Now THAT’s good reading!
You are a person of enormous influence. If you could start a movement that would bring the most amount of good to the most amount of people, what would that be? You never know what your idea can trigger. 🙂
Well, first of all, that’s lovely. So, thank you.
And secondly, I’d like to think that I’ve already begun doing that with my talk and my book in inspiring people to let go of that which no longer serves them. And, actually giving them a process for doing it! The coveted “how.” That’s the movement — the movement to LET GO.
I’m excited to keep spreading the word, helping women value themselves first and most, so they’re more inclined to take the risks that are inherent in letting go.
So, they have the courage and confidence they need to be bold with their lives, and never settle for what they don’t want simply because they believe they don’t deserve what they do want … or that it’s not possible for or accessible to them. We each deserve the best.
I know it can be scary and hard to let go. But, as part of this movement, we must remind people that fear and reluctance and grief of loss are temporary, short-term byproducts of being courageous, making hard choices in service of building a life you can love. Because letting go is incredibly transformational in the long term. The problem is we’re not hard-wired for change, so letting go, which at its very core is about creating change, can feel like climbing Mount Everest to some folks. (See how I did that? Jon Krakauer, Into Thin Air … sorry.) And if that’s the case, follow the process in my book. It will get you there!
How can our readers follow you on social media?

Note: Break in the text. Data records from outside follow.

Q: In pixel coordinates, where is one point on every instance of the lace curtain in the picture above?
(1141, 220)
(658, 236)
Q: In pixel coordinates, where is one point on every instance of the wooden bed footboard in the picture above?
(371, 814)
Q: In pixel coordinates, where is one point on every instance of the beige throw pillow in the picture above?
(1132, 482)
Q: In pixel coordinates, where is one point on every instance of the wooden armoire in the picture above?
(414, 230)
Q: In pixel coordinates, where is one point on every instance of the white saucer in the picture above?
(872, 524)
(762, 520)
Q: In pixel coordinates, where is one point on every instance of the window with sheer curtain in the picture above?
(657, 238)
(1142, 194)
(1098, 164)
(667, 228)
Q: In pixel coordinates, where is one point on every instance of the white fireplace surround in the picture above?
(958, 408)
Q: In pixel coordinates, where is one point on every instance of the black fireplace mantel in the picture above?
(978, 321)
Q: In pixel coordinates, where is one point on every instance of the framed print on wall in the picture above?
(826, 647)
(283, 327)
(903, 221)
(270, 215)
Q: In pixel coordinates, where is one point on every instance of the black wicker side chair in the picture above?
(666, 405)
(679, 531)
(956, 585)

They can follow me @letgoforit on Facebook, Instagram and YouTube. And at Jill Sherer Murray on LinkedIn. They can also subscribe to my website at www.letgoforit.com to watch my talk, read my Big Wild Love advice column, and stay up on all the new things I have coming up to help folks let go in their own worlds. I also invite them to join my private Facebook group called “The Society of Big Wild Love with Jill Sherer Murray”. We’re having some really compelling conversations about what it takes to cultivate the Big Wild self-love you need to let go for the things that matter, so come on in!
Thank you so much for this. This was very inspiring!
My pleasure and thank you so much for the invite!